Сама мысль о том, что он уйдет отсюда, оживила его. За этой мыслью он не смог думать о дороге, на которой вполне мог погибнуть скорее нас ——от четнической засады или во вздувшейся речке. Но я решил отправить его. Доставит он донесение — хорошо, будет героем. Не доставит — так хоть не будет раздражать меня. Он всегда был мне неприятен, и я избавлялся от него.

Я потратил на урядника Петрючего лишь несколько секунд. Равно же в несколько секунд я обошелся со всеми остальными. Я стал ощущать, как время уходит быстрее, нежели я делаю дело, и стал ощущать, сколь гибельно на меня давит это отставание. Само собой, я был уже в ауле, был уже перед четниками.

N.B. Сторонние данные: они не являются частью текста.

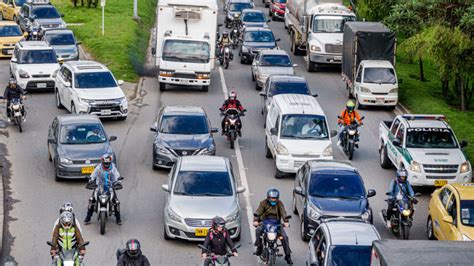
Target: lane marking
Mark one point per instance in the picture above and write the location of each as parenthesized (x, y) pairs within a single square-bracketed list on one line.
[(241, 167)]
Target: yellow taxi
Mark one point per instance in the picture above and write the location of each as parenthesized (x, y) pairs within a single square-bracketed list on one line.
[(451, 213), (10, 34)]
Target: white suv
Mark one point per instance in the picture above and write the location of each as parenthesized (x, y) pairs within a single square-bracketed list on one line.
[(88, 87), (34, 64)]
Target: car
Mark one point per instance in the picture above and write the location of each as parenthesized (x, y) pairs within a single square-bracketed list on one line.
[(63, 42), (40, 14), (451, 213), (254, 40), (342, 242), (198, 189), (328, 189), (181, 131), (34, 65), (10, 34), (269, 62), (75, 145), (89, 87)]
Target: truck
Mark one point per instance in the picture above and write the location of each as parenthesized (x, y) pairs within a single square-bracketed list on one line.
[(185, 42), (425, 146), (368, 64), (316, 28)]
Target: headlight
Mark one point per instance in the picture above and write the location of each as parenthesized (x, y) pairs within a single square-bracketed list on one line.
[(465, 167), (415, 167)]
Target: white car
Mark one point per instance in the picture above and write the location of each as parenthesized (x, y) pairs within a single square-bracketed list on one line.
[(34, 65), (88, 87)]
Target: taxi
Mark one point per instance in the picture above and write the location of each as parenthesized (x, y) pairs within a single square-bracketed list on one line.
[(10, 34), (451, 213)]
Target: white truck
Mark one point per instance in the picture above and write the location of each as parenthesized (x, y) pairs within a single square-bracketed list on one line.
[(185, 42), (316, 28), (424, 145)]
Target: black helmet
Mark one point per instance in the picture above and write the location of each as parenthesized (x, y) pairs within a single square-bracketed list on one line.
[(133, 248)]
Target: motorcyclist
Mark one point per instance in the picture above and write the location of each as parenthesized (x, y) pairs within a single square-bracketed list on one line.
[(67, 232), (232, 102), (217, 240), (347, 116), (105, 174), (13, 91), (272, 208), (397, 184), (133, 255)]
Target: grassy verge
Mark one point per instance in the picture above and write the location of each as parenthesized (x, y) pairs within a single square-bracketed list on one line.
[(426, 98), (124, 45)]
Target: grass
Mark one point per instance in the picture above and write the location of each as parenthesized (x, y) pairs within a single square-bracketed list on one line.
[(426, 98), (124, 45)]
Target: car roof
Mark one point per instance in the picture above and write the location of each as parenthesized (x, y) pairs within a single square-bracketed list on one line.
[(203, 163)]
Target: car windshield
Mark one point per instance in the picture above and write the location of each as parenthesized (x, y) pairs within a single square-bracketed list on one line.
[(10, 31), (379, 75), (349, 255), (184, 124), (186, 51), (275, 60), (330, 23), (94, 80), (37, 57), (336, 185), (195, 183), (301, 126), (430, 138), (258, 36), (42, 12), (60, 39), (82, 134)]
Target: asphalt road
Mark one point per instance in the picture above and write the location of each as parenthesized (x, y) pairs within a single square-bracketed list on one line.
[(36, 197)]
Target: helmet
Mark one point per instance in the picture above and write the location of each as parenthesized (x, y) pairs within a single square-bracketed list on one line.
[(133, 248)]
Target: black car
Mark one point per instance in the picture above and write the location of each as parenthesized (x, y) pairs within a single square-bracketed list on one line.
[(255, 39), (75, 145), (181, 131), (328, 189)]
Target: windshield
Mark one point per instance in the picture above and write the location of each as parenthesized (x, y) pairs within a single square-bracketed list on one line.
[(60, 39), (214, 184), (37, 57), (42, 12), (379, 75), (186, 51), (330, 23), (341, 185), (301, 126), (94, 80), (9, 31), (258, 36), (82, 134), (184, 124), (349, 255), (430, 138), (275, 60)]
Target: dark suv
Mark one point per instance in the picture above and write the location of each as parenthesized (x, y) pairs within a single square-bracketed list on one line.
[(181, 131)]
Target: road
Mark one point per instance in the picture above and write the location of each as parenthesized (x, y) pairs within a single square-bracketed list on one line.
[(35, 196)]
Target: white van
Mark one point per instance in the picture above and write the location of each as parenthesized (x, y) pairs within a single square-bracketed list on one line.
[(296, 131)]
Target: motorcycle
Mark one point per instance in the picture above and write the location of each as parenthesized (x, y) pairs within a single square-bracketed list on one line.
[(68, 256), (103, 206), (218, 260), (232, 116)]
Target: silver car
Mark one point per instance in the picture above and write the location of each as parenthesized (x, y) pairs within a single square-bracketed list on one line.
[(269, 62), (198, 189)]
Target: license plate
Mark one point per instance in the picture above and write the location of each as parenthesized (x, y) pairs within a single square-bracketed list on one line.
[(200, 231), (87, 169)]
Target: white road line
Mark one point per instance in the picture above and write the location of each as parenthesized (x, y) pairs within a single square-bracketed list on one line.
[(243, 175)]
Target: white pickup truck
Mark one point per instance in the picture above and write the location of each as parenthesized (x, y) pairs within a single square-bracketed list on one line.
[(425, 145)]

То есть сам собой я уже решал задачу, как действительнее, то есть действеннее, но термин “действенный” не из военного лексикона, — я решал задачу, как обнаружить четников и не обнаружить себя, как действительней ударить, как их уничтожить, рассеять, внести им панику, выбить из аула, а потом, подобно хорошей хозяйке, прочистить аул, вытаскивая тех из четников, кто остался жив и не убежал, кто схоронился, и как этим ударом показать аулу его ошибку.

Хотя мелькнула мне картина серого берега пустыни с накатом серых волн и разноцветьем азиатских одежд пяти тысяч расстрелянных пленных мамлюков, но аул был мне близок.

И эта близость все более стала меня угнетать. Я будто вновь превращался в командира моей батареи, читающего приказ о выводе меня из боев с задачей расстрелять и сжечь восставшие в нашем тылу аджарские селения. И я именно становился только “будто” командиром моей батареи. Командиру батареи мне было легче. Там мне хватало только отказать в исполнении приказа. Здесь было иное. Как здесь мне было обойтись с аулом, я не знал. Я только оскорбился на несправедливость. И мне стала картина серого берега, серых волн, разноцветья одежд несчастных расстрелянных. Но как поступить с аулом, я не знал. Это стало меня угнетать.